You are a professional robber planning to rob houses along a street. Each house has a certain amount of money stashed, the only constraint stopping you from robbing each of them is that adjacent houses have security system connected and it will automatically contact the police if two adjacent houses were broken into on the same night.
Given a list of non-negative integers representing the amount of money of each house, determine the maximum amount of money you can rob tonight without alerting the police.
这个题目问的是能盗取的最大的钱数,通过分析肯定是属于一维dp的题目,而一维DP的递推规律也很好找,即跳过左边的房子看盗取之前的房子哪个钱数多。M[i]表示盗到第i 家包含i在内的最多钱数。时间复杂度是O(n^2). 空间复杂度O(n).
class Solution {
public:
//use dp
int rob(vector<int>& nums) {
//sanity check
if (nums.size() == 0) return 0;
int M[nums.size()];
//base case
M[0] = nums[0];
int rst = M[0];
for (int i = 1; i < nums.size();i++) {
if (i == 1) M[1] = nums[1];
else {
int j = i-2;
int maxl = 0;
for (; j >= 0; j--) {
maxl = max(M[j] + nums[i], maxl);
}
M[i] = maxl;
}
rst = max(rst, M[i]);
}
return rst;
}
};
House RobberII
After robbing those houses on that street, the thief has found himself a new place for his thievery so that he will not get too much attention. This time, all houses at this place are arranged in a circle. That means the first house is the neighbor of the last one. Meanwhile, the security system for these houses remain the same as for those in the previous street.
Given a list of non-negative integers representing the amount of money of each house, determine the maximum amount of money you can rob tonight without alerting the police.

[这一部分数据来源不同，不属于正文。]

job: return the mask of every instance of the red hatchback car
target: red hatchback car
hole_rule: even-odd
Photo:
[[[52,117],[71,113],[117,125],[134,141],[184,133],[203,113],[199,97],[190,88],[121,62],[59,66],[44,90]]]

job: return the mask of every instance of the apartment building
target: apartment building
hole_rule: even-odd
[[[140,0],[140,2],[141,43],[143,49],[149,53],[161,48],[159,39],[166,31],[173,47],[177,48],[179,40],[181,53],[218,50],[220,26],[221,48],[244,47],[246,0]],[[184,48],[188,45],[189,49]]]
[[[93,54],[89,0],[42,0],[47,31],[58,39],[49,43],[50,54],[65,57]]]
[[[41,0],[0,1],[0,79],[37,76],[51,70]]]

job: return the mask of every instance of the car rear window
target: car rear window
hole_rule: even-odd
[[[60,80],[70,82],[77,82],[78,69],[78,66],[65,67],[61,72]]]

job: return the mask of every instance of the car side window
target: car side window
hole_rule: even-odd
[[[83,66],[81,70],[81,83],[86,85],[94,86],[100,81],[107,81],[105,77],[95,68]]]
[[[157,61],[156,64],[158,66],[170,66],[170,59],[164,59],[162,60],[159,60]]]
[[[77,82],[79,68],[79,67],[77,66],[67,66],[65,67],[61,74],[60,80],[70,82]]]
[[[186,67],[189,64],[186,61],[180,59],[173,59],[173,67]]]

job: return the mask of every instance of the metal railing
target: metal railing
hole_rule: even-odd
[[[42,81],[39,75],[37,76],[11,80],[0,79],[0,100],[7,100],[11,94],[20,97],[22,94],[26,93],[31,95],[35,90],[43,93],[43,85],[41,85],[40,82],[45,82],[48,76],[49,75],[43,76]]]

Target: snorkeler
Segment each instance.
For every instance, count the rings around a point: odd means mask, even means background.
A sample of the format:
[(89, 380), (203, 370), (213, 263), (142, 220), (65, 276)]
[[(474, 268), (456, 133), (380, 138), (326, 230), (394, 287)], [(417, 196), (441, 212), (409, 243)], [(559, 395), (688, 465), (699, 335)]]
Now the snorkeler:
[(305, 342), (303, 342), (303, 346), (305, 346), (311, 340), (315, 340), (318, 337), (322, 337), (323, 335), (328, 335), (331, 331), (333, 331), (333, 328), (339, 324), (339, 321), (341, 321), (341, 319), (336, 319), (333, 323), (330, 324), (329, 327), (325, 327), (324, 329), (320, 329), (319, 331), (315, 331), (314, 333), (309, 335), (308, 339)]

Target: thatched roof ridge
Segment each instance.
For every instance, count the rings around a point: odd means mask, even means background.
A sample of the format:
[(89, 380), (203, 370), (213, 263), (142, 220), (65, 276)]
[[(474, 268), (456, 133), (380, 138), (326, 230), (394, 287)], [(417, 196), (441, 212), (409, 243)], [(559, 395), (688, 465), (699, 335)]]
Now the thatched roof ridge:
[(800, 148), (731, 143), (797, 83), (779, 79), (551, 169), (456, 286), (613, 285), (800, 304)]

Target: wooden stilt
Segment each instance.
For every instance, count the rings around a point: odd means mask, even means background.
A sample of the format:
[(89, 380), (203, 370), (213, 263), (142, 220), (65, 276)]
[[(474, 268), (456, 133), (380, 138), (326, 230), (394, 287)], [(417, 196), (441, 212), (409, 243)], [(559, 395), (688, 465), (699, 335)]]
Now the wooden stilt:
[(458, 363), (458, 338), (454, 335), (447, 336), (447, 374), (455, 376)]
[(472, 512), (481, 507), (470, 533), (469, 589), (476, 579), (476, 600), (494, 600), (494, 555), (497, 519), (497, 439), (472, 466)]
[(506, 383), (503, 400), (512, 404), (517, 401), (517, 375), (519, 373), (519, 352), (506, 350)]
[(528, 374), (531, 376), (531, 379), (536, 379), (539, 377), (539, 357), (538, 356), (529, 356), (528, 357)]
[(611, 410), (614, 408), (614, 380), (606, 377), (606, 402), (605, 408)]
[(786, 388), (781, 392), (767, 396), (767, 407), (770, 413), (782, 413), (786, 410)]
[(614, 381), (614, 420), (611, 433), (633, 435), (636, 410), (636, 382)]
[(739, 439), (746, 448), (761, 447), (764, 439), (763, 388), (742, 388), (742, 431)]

题目分析: 这个题目是house robber的follow up, 如果所有房子是一个circle,怎么处理,其实举几个列子发现,偷东西只可能两种情况,一种是偷了最后一家,那么就不能偷第一家, 所以偷的房子范围是 1-size-1, 另一种是不偷最后一家,那么就可以偷第一家,所以偷房子的范围是0-size-2, 最后取这两种情况下的较大值,而这两种情况下的最大值的可以通过house robber1的dp方法来做。
class Solution {
private:
//get the max money from start to end
int helper(vector<int> &nums, int start, int end) {
int rst = 0;
//sanity check
if (start > end) return rst;
int M[end - start +1];
//base caes
M[0] = nums[start];
rst = M[0];
for (int i = 1; i < end-start+1; i++) {
if (i == 1) {
M[i] = nums[start+1];
} else {
int tmp_max = INT_MIN;
for (int j = i-2; j >= 0; j--) {
tmp_max = max(tmp_max, M[j] + nums[start+i]);
}
M[i] = tmp_max;
}
rst = max(rst, M[i]);
}
return rst;
}
public:
int rob(vector<int>& nums) {
//sanity cehck
if (nums.size() == 0) return 0;
if (nums.size() == 1) return nums[0];
//case 1 : stole the end
int e1 = helper(nums, 1, nums.size()-1);
//case 2: didn't stole the end
int e2 = helper(nums, 0, nums.size()-2);
return max(e1, e2);
}
};
updated;
这个题目可以进一步优化到O(n)的时间复杂度,只要改变一下M[i]的定义: 走到第i家能盗到的最大钱数,最后直接返回M[size-1]就可以了,比第一种方法效率高。
class Solution {
public:
//use dp
int rob(vector<int>& nums) {
//sanity check
if (nums.size() == 0) return 0;
int M[nums.size()];
//base case
M[0] = nums[0];
int rst = M[0];
for (int i = 1; i < nums.size();i++) {
if (i == 1) M[1] = max(nums[1],nums[0]);
else {
M[i] = max(M[i-2] + nums[i], M[i-1]);
}
}
return M[nums.size()-1];
}
};
通过这个题目发现,dp解题时M[i]的定义不同,解法的效率是不同的,要多想几种可能解的M[i]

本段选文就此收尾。